Issue 2: Classification as FTS under Article 12 of the India-Russia DTAA
Article 12 of the DTAA defines FTS similarly to the Income-tax Act. The applicant maintained that the services were not managerial, technical, or consultancy in nature and thus did not fall under FTS. The ruling supported this view, stating that the services did not involve any advice or opinion to the applicant and were purely promotional. Consequently, the service fee was not considered FTS under Article 12 of the DTAA.

Issue 3: Taxability under Article 7 of the India-Russia DTAA
The applicant contended that the service fee was business income and, in the absence of a Permanent Establishment (PE) in India, it was not taxable under Article 7. The Department did not provide substantial evidence to refute this.

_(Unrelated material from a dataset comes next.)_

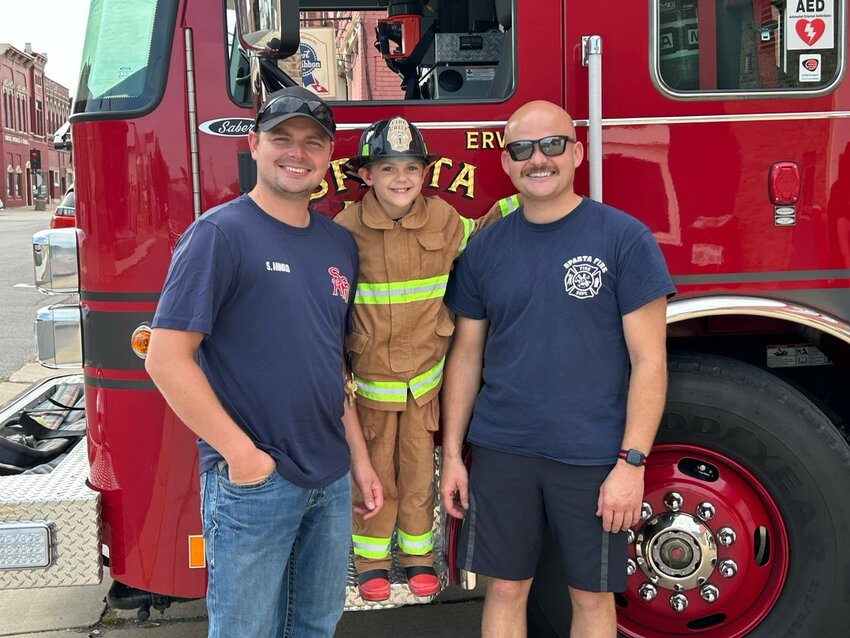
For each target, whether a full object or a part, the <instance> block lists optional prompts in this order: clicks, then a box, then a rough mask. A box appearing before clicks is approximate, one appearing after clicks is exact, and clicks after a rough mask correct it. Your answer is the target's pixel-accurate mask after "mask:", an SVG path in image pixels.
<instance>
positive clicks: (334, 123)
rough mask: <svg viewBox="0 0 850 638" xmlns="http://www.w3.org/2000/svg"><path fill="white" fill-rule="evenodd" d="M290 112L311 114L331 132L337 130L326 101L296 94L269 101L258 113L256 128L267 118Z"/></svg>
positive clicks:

The ruling concluded that the service fee was not taxable under Article 7 as DRL Russia did not have a PE in India.

Issue 4: Taxability under Article 22 of the India-Russia DTAA
The applicant argued that since the service fee was business income, it could not be categorized as "other income" under Article 22. The Department did not present arguments against this. The ruling agreed with the applicant, stating that the service fee was not taxable under Article 22.

Issue 5: Applicability of Section 40(a)(i) of the Income-tax Act
As the service fee was not regarded as FTS and was not taxable under the DTAA, the question of applicability of Section 40(a)(i) did not arise. Therefore, this issue was deemed not applicable.

Conclusion:
The service fee payable by the applicant to DRL Russia under the agreement for promotion of goods was not regarded as Fees for Technical Services under Section 9(1)(vii) of the Income-tax Act or Article 12 of the India-Russia DTAA. The fee was not taxable under Article 7 or Article 22 of the DTAA. Consequently, the provisions of Section 40(a)(i) were not applicable. The ruling was pronounced on April 12, 2016.